If the wheel comes full circle, where starts the next phase of life?

I am a person on the edge of great personal change, and I find more that my writing is influenced by that fact. Too much. As a solution I am seeking a community that will inject new ideas into my head and hopefully bring back the spark of inspiration that once drove me to write prolifically as an adolescent.

It is not my wish to make any false pretense: I do not write all that much. I haven't written in a while, actually. But I think that if I am to find it in my heart to continue writing, then I'll find it in other people.

My name is Dorian Gray... and if you haven't guessed it already, that isn't my real name; but it's who I'm looking for.


----------



## alanmt (May 18, 2009)

welcome!


----------



## The Backward OX (May 19, 2009)

antinous.gray said:


> I am seeking a community that will inject new ideas into my head


Dream on.

But welcome anyway.


----------



## Nickie (May 19, 2009)

Welcome to the forum!


Nickie


----------



## Hindumaliman (May 19, 2009)

What a formal introduction.
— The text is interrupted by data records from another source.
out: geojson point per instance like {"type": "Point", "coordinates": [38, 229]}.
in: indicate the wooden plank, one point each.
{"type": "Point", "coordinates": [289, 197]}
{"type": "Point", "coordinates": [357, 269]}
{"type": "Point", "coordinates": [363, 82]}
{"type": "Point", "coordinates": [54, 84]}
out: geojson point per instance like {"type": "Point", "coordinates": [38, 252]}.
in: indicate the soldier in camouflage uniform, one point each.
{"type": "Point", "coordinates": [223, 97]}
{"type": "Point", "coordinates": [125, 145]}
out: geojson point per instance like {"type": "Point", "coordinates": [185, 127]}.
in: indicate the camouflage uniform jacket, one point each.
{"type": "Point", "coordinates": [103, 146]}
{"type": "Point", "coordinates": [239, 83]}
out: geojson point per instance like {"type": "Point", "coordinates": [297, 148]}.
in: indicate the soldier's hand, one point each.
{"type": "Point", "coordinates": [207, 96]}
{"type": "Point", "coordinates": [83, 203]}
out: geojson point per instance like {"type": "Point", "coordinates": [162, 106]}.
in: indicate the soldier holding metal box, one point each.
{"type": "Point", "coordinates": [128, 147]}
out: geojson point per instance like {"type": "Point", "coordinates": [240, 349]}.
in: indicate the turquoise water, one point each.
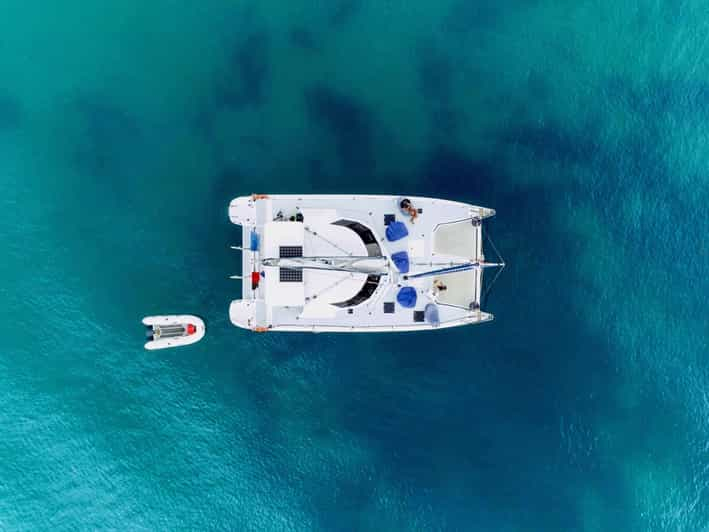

Such wording is found once in a thousand in this decrepit place that is the internet. I hope that you flourish and not find us abhorring. As for and idea...I came upon mine by waking up every morning and not expecting much. That way, I didn't see any possible idea as granted and therefore found the potential in them all. 

Good luck in your ambitions,
Hindumaliman


----------



## antinous.gray (May 19, 2009)

Thank you all for the welcomes!


----------



## DarkDyer (May 19, 2009)

Antinous, I'm a fan of your name already. I think I may have already critted one of your pieces. If not, I'll do so shortly. Well written intro, btw.

Welcome to WF.


----------



## Baron (May 20, 2009)

Searching for an amoral, homosexual character from a book 100 years old is a weird quest. Welcome to the forum. Don't think you'll find him here though, although he'd certainly fit in.


----------



## Mistique (May 20, 2009)

Welcome Dorian Gray


----------



## ash somers (May 20, 2009)

there is no beginning, nor ending, it's all in your head, fred *nods* 



antinous.gray said:


> If the wheel comes full circle, where starts the next phase of life?




hi dorian and welcome to the madness, you've certainly caught thine eye
with your introduction, one tip i'll give you already, write from the start
is kill the word 'that' from your vocabulary, it's one small step for you
and one large relief for those who will be reading your words ...
although i shouldn't speak for others, as they might not mind
personally it drives me insane, but i do exaggerate *wink*


----------